Let's keep debate on Brexit civilised
I was sorry to read the very different tone of Matthew Hobson's letter, (January 16), from the civilised exchange of views I had with him through your columns before the EU referendum.
Carol Sykes, (January 11), made some reasonable points, though I did not agree with her attack on Paul Blomfield for supporting signing Article 50. As Paul wrote in his letter, we need to know details.
The referendum vote was very close, and Nigel Farage made very clear, before the vote, that if the percentage had been the reverse, he would have continued to campaign to leave the EU. Using expressions like “high and mighty attitude”, “bumptious Brussels elite” and “Remoaners” is not the way to bring people together.
Now we have heard Theresa May’s speech, we are still not any clearer as to what sort of trading partnership we will continue to have with the biggest economic block in the world, one to which we currently have total access and a say as to the trading rules.
She appears to believe, as does Matthew, that we can continue to enjoy all the benefits without obeying the rules or making any contribution to the costs, as we do as the second (possibly third since the devaluation of the pound) largest economy in the EU.
It remains to be seen as to what deal can be achieved in the real world. It is not for nothing that many of our key industries, universities and research centres are very anxious, to say nothing of regions like South Yorkshire.
Local authorities are very sceptical as to whether a Tory-led administration, which has been cutting their grants savagely, will suddenly notice the hardship being caused, as the EU did and put in extra funding when the mining and steel jobs were destroyed, and post Brexit make good not only the EU funding, but all the other millions cut from local budgets.

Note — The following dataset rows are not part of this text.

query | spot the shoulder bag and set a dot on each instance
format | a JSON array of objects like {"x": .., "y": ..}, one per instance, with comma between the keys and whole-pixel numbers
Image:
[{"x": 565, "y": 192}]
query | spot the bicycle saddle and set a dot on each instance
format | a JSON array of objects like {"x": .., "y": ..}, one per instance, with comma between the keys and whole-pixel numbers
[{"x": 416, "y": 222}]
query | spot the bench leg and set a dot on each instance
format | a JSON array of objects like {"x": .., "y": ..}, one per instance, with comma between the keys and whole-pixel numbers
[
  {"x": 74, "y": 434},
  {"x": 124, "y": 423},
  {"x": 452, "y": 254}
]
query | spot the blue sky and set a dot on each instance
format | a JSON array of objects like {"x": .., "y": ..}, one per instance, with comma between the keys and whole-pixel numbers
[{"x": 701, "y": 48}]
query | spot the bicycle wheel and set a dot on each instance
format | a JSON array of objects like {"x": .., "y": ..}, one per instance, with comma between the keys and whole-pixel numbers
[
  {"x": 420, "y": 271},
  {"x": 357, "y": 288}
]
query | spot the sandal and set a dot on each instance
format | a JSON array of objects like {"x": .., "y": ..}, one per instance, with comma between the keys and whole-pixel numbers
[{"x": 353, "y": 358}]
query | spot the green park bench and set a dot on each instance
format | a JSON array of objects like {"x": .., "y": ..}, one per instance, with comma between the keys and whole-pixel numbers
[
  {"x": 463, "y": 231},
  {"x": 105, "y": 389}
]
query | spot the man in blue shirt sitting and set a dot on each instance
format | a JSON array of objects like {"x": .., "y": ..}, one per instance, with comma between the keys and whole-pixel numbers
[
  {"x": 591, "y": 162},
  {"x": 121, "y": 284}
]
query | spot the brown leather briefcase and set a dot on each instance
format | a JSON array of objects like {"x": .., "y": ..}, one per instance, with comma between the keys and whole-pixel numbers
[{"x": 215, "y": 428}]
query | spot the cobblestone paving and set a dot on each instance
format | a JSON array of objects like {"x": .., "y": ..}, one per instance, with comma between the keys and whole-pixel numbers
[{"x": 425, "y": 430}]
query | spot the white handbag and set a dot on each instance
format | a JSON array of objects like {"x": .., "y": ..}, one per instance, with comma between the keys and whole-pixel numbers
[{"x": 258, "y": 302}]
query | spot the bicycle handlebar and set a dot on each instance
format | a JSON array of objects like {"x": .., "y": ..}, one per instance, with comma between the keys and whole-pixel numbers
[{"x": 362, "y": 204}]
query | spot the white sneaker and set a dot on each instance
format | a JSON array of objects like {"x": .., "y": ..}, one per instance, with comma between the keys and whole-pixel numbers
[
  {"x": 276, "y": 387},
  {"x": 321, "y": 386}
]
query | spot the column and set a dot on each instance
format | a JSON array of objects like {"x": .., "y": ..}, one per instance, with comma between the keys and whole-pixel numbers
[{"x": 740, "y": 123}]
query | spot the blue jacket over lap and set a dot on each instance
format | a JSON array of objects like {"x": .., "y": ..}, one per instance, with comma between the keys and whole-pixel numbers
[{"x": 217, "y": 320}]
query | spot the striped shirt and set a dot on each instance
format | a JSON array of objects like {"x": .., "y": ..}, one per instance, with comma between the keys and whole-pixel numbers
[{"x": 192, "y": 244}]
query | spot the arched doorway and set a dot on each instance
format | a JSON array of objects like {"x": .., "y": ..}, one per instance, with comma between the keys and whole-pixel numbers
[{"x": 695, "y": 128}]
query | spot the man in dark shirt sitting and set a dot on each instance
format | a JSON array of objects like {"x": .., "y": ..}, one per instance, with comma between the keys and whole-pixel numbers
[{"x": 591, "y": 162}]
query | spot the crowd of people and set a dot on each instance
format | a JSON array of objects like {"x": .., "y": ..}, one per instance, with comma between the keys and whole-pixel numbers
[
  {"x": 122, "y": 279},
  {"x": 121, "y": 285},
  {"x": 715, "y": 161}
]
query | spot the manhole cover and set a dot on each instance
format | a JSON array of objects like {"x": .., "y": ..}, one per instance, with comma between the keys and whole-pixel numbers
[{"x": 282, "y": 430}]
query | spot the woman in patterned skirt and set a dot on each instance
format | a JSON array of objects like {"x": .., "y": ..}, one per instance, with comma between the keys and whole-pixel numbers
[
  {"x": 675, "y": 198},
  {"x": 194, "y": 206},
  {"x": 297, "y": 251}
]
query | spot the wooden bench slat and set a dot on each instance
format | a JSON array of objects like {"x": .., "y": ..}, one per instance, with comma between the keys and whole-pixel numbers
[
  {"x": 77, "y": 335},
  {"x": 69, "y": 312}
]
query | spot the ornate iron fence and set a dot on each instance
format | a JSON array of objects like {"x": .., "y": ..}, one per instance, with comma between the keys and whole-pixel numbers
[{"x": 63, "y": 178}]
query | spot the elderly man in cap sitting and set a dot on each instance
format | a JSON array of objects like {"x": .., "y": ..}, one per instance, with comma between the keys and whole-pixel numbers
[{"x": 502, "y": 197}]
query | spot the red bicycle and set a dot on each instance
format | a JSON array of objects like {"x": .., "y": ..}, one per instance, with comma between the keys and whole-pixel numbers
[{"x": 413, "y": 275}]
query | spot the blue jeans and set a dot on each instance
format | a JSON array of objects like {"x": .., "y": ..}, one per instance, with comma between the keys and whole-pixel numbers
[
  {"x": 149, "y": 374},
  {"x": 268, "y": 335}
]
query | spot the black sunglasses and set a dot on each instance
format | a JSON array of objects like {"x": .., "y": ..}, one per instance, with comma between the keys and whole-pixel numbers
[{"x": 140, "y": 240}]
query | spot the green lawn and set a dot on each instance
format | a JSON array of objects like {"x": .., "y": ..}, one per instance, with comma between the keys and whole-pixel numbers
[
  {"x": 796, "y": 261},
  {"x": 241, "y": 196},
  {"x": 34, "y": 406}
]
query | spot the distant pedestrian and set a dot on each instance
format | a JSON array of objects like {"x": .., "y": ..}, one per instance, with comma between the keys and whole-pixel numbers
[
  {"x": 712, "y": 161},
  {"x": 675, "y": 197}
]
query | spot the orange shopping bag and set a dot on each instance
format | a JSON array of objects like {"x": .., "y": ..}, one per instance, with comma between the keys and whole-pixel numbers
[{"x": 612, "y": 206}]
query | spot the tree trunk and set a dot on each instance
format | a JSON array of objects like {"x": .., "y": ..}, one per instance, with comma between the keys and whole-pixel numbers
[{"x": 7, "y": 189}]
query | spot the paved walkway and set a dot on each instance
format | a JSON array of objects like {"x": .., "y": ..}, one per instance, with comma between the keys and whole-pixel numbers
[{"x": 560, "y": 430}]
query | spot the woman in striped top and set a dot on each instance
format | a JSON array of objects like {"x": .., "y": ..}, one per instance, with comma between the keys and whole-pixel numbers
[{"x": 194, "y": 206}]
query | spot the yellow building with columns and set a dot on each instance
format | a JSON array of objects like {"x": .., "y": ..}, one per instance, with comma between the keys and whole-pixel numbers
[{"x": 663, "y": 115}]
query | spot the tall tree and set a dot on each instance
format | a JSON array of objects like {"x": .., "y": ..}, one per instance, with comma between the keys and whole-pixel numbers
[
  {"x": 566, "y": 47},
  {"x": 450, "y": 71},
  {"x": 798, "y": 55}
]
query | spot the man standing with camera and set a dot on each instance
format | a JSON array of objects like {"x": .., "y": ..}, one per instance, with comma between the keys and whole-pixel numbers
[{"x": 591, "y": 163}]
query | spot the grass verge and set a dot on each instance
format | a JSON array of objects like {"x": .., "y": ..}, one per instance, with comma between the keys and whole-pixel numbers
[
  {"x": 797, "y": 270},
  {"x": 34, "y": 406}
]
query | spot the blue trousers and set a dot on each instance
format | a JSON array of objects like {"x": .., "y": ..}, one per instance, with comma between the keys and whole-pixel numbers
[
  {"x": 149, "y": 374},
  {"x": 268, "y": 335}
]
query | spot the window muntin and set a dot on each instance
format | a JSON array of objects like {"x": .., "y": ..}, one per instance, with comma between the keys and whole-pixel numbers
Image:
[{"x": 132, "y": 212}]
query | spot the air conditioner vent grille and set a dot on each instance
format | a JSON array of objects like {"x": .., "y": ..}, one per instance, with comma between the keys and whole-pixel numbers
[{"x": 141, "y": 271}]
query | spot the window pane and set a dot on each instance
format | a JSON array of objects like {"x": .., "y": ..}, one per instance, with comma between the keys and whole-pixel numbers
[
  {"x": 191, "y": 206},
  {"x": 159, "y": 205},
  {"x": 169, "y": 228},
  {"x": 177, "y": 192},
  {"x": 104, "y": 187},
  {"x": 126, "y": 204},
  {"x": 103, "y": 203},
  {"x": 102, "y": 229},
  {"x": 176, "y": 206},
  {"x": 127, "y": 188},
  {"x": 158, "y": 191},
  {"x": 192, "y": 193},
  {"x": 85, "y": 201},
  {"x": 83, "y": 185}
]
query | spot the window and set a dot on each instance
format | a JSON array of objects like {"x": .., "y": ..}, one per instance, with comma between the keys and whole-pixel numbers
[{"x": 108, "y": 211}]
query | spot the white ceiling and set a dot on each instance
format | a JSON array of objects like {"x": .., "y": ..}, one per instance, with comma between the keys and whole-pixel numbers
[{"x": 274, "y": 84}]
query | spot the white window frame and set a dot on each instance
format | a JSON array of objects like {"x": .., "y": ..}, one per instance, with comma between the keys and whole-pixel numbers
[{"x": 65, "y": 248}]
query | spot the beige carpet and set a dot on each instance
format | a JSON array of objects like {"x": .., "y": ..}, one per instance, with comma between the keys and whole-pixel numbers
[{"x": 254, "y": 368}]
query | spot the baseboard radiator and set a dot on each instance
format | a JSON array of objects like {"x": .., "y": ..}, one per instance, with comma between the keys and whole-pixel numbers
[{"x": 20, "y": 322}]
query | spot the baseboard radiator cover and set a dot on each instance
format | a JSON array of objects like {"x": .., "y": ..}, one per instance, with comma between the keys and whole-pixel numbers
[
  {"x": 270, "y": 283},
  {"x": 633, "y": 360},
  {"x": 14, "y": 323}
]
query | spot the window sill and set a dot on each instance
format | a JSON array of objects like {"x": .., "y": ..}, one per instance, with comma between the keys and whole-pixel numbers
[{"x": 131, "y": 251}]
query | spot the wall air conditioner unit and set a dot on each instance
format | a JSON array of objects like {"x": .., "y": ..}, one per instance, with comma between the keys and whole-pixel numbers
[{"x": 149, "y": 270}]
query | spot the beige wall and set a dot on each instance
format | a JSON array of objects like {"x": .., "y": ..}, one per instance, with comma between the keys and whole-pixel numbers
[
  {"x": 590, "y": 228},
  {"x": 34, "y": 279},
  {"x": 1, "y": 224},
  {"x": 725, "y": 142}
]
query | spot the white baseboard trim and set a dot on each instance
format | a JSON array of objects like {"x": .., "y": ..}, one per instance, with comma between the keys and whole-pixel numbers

Also, do we really trust a Tory government to protect workers’ rights after the recent huge increase in zero hours’ contracts and loopholes in paying the minimum wage?
I am pleased that the Prime Minister has agreed that both houses of Parliament will have a vote on the final package, so that it can be thoroughly debated.
If it becomes clear that the package is not what voters were led to believe would happen, ie that we would somehow all be better off if we leave the EU, then MPs and Lords should vote accordingly to safeguard the interests of the British people, and indeed of the EU as a whole.